По крайней мере, он так это чувствовал, хотя и не признавался себе – но чувствовал, теперь он мог просто думать, дышать, говорить (да хоть бы и с самим собой). Вообще теперь, после ареста Мили, перед ним во всей полноте возникла та ясность, которая раньше была запутана, затемнена, скрыта, скомкана в его мозгах – о том, что никакого отношения он к этой сияющей эпохе не имеет, что он и его семья, вся семья, живут от нее отдельно, что никакая радость строительства новой жизни не может закрыть и спрятать простые человеческие вещи – подлость, глупость, хамство, трусость или, например, нищету.
В этом тоже было что-то хорошее – он не участник этой великой стройки, вот Миля, тот был ее сознательным и искренним участником, даже прорабом. Но для Дани эта стройка кончилась, теперь уже навсегда. Он свободен в самом последнем смысле этого слова.
Да, эта страшная кара, обрушившаяся на семью, грозный перст божий, одновременно принесла в его жизнь мучительное, болезненное, постыдное освобождение от чего-то, что заполняло эту жизнь целиком и не давало дышать – от этого ложного чувства причастности. Проще говоря, от чувства долга перед этой сияющей эпохой.
Теперь эта эпоха унесла жизнь Мили, возможно, жизнь Валентины, возможно, его жизнь, и он чувствовал себя свободным от этих тягостных и невероятных обязательств.

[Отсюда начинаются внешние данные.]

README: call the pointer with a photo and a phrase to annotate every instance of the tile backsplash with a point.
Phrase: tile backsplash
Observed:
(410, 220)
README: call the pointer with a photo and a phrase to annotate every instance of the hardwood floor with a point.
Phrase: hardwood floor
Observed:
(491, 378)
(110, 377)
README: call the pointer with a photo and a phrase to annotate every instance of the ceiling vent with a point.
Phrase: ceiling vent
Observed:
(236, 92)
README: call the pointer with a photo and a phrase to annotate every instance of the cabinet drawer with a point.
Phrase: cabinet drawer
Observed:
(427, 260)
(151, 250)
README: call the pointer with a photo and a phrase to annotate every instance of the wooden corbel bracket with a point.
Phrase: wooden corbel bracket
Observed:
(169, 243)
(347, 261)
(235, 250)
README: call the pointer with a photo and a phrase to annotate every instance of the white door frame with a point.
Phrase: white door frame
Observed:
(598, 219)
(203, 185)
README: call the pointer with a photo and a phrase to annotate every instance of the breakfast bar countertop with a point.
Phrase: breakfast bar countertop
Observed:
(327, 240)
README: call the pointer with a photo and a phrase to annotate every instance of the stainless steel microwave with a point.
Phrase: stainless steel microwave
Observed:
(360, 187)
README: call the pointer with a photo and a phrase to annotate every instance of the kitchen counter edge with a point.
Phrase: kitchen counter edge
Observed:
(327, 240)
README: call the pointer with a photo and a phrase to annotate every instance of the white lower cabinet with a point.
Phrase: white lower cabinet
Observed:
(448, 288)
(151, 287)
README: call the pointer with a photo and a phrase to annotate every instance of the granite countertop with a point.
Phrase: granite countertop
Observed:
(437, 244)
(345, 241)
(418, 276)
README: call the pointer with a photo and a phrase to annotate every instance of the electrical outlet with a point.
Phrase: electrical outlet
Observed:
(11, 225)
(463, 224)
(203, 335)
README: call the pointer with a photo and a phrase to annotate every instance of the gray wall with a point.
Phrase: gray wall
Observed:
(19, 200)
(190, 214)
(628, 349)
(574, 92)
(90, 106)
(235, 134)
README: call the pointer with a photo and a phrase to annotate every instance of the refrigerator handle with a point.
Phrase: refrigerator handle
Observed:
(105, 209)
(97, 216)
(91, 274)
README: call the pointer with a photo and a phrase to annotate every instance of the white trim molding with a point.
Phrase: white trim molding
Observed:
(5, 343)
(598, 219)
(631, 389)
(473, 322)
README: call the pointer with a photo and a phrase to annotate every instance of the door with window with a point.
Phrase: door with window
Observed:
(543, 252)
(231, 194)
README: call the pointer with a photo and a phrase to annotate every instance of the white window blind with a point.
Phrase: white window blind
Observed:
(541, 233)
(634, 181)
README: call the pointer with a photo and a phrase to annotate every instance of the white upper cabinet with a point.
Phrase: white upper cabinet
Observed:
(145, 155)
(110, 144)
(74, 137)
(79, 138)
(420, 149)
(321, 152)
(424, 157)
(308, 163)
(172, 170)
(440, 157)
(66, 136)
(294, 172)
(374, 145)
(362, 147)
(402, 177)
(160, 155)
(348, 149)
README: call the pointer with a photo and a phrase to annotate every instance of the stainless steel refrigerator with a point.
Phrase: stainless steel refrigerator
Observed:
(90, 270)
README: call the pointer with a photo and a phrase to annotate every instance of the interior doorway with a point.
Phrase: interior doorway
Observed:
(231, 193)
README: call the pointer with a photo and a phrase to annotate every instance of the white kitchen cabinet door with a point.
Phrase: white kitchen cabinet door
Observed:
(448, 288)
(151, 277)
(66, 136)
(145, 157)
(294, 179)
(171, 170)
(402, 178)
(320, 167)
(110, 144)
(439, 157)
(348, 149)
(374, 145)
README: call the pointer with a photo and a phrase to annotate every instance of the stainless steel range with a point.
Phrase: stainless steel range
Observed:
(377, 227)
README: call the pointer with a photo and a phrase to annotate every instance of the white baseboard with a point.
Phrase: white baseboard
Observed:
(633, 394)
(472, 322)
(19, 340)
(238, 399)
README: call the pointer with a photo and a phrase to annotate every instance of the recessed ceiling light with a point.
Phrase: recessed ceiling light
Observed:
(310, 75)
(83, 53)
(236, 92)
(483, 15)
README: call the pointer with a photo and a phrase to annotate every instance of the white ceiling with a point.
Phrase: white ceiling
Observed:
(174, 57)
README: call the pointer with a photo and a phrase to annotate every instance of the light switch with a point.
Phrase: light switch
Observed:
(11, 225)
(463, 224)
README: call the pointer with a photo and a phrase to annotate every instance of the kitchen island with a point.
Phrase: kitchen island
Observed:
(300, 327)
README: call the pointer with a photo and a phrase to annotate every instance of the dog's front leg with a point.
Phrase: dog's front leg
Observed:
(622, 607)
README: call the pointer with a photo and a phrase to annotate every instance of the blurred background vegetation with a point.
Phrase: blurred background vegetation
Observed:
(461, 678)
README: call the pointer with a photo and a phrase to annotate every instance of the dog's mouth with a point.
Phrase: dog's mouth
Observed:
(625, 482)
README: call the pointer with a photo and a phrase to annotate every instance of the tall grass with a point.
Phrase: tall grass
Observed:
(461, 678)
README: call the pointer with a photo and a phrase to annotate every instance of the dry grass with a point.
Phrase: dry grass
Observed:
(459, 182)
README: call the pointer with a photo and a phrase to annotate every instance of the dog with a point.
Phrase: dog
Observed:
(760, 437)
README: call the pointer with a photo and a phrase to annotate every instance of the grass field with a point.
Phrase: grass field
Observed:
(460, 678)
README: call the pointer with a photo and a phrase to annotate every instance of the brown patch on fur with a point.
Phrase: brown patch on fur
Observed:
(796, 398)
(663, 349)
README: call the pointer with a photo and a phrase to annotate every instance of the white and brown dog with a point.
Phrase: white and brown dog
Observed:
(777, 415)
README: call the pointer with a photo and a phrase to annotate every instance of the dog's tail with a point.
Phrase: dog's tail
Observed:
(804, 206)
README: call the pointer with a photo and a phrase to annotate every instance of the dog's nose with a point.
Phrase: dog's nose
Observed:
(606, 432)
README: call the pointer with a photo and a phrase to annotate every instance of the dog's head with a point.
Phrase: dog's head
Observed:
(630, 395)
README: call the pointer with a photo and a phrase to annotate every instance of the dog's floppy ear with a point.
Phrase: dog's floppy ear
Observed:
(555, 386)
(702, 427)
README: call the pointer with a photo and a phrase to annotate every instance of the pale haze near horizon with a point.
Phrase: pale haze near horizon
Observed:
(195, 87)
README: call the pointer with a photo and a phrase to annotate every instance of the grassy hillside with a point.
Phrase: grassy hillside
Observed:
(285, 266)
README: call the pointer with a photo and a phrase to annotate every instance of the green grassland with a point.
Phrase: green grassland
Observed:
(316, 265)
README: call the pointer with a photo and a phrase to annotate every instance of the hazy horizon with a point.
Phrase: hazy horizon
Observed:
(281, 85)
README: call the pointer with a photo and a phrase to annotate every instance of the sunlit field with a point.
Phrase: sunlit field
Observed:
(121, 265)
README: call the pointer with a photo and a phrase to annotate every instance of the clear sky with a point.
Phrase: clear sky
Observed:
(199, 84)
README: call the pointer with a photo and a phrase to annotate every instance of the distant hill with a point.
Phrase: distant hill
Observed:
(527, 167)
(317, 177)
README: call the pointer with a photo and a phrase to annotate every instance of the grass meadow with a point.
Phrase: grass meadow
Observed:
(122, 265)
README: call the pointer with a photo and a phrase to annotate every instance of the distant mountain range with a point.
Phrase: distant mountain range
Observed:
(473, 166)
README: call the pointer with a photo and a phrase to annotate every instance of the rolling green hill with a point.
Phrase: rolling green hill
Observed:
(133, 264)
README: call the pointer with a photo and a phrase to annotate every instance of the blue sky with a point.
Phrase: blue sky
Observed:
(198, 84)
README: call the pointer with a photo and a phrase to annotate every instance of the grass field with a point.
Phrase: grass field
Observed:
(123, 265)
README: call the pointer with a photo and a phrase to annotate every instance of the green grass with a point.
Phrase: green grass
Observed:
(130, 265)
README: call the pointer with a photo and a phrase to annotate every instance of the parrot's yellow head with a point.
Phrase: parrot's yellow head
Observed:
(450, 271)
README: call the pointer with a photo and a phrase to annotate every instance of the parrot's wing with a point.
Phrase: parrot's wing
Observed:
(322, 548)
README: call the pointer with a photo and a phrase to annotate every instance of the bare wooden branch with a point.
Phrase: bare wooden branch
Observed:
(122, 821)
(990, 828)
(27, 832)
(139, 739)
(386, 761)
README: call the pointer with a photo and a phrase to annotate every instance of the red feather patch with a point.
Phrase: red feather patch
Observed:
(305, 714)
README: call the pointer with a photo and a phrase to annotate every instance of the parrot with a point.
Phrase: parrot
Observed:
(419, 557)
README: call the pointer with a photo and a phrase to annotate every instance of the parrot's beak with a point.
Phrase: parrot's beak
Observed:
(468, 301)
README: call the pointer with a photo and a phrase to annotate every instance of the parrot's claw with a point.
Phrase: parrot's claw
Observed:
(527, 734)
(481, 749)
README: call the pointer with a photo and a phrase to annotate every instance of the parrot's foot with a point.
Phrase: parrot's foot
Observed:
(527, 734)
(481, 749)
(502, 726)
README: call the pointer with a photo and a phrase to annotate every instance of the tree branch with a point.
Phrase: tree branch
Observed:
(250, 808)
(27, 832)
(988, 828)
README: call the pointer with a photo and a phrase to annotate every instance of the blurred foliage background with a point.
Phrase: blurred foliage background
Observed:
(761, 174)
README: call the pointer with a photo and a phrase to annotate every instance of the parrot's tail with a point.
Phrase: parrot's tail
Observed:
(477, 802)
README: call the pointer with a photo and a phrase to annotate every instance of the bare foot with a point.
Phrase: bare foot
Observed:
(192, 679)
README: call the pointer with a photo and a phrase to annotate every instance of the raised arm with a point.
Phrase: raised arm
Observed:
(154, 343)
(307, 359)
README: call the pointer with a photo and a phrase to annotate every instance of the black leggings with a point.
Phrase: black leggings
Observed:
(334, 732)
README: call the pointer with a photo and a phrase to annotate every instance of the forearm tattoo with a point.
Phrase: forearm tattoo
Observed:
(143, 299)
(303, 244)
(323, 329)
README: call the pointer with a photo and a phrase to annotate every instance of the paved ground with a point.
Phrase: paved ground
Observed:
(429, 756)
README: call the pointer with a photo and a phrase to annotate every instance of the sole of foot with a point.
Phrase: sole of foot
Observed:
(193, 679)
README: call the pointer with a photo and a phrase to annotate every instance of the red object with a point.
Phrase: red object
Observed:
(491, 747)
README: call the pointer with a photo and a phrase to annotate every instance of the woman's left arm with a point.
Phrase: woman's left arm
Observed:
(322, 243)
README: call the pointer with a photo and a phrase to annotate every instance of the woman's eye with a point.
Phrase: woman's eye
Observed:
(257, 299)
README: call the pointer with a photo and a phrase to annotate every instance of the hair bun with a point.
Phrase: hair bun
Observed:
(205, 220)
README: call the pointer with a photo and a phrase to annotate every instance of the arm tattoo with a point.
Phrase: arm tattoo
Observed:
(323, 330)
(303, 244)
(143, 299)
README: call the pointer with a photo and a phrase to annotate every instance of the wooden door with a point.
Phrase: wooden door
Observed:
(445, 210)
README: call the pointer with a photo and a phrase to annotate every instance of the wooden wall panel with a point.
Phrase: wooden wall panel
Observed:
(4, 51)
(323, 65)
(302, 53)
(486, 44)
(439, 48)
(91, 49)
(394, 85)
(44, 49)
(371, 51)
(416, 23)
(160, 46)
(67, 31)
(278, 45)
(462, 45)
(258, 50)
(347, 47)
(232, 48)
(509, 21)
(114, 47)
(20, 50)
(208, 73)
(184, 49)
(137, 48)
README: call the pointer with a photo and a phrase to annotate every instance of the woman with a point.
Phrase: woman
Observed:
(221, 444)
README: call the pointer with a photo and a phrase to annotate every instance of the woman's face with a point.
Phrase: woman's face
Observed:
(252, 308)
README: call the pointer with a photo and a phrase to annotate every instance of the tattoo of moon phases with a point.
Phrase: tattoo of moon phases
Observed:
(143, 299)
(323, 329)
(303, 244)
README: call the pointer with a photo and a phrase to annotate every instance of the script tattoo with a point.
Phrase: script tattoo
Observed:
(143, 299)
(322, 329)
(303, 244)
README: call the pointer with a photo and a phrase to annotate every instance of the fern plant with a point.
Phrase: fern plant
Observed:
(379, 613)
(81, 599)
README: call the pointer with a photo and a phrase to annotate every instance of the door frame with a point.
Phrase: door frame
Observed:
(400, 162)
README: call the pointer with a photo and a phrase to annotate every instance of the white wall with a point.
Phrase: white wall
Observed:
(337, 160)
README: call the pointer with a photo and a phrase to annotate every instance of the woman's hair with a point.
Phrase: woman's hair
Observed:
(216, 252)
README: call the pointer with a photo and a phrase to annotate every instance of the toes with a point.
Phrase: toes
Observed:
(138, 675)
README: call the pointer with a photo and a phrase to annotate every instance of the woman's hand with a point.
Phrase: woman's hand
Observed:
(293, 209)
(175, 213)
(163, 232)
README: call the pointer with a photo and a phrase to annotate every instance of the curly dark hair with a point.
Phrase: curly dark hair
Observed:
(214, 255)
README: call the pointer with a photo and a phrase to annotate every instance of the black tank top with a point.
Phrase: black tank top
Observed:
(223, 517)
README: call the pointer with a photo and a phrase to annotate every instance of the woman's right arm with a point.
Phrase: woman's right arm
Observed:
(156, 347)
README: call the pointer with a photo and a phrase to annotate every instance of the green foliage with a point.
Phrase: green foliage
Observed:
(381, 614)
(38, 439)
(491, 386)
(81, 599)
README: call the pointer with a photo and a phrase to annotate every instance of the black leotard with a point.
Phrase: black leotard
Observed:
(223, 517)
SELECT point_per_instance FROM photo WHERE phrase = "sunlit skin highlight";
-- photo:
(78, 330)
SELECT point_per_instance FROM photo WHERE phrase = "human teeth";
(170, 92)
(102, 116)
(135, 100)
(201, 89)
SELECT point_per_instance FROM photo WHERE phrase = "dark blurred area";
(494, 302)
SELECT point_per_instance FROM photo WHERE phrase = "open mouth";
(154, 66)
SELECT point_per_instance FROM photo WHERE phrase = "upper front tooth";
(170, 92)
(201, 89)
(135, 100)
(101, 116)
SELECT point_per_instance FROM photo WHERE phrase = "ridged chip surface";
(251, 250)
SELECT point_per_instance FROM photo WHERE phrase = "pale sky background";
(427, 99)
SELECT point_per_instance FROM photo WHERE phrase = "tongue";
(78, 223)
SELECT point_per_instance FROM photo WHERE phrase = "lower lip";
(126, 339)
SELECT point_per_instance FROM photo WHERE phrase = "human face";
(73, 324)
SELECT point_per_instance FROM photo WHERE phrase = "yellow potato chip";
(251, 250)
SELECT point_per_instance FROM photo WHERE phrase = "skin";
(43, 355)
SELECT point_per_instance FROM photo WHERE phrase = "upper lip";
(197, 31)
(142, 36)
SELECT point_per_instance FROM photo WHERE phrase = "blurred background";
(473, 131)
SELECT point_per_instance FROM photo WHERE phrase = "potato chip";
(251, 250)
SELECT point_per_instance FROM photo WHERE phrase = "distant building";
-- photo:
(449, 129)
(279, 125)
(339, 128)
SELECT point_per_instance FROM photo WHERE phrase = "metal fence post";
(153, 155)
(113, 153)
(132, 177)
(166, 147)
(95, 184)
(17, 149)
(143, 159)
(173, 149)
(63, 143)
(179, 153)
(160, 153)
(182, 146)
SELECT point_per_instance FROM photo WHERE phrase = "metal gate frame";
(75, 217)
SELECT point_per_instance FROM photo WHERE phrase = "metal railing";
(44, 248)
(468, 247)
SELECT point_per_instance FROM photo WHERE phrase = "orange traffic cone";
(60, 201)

Он больше не служил ей. И это было важно.
Нужно было избыть этот мучительный стыд перед тем, что пока Милю допрашивают, судят, мучают и, возможно, убивают – он сидит тут и ничего не делает. Но он знал, что Миля посоветовал бы ему поступить точно так же. Не бороться, не добиваться пересмотра дела, не искать «правды» – искать ее было не у кого.
Существовал единственный выход – уклониться, чтобы избежать этого разящего, слепого, страшного удара судьбы. Чтобы спасти семью, в которой теперь не будет одного, самого важного и самого яркого, невероятно сильного человека. Но остальные должны жить. Теперь это старшинство вновь переходит к нему. Хотя бы на некоторое время.
Вместе со свободой возвращалась и ответственность – за них.
Свобода в запертом состоянии, свобода в клетке, свобода человека, который никуда не может выйти, который вынужден скрываться, – все это было странно. Но именно этим путем возвращалась к нему жизнь.
…Однажды они так горячо разговорились о маминой куриной лапше, что Моня (Даня даже его не просил об этом) не выдержал и сам в воскресенье купил на рынке в Малаховке какую-то желтую деревенскую курицу, вермишель раменской фабрики, лук, морковь… Они все это вместе приготовили, съели, радостно отмечая, что, конечно, все это ерунда, так, как мама, приготовить все равно невозможно, даже сама попытка была идиотским кощунством, и тут Моня, как-то совсем обмякнув, странно улыбаясь, признался: ты даже не представляешь, Даня, какие бывают у людей деньги, сколько все это стоит, тут же испугался, покраснел, сощурился, как отец в трудные минуты, но Даня понял, что курица оказалась для него целым состоянием и дыру в бюджете залатать будет непросто.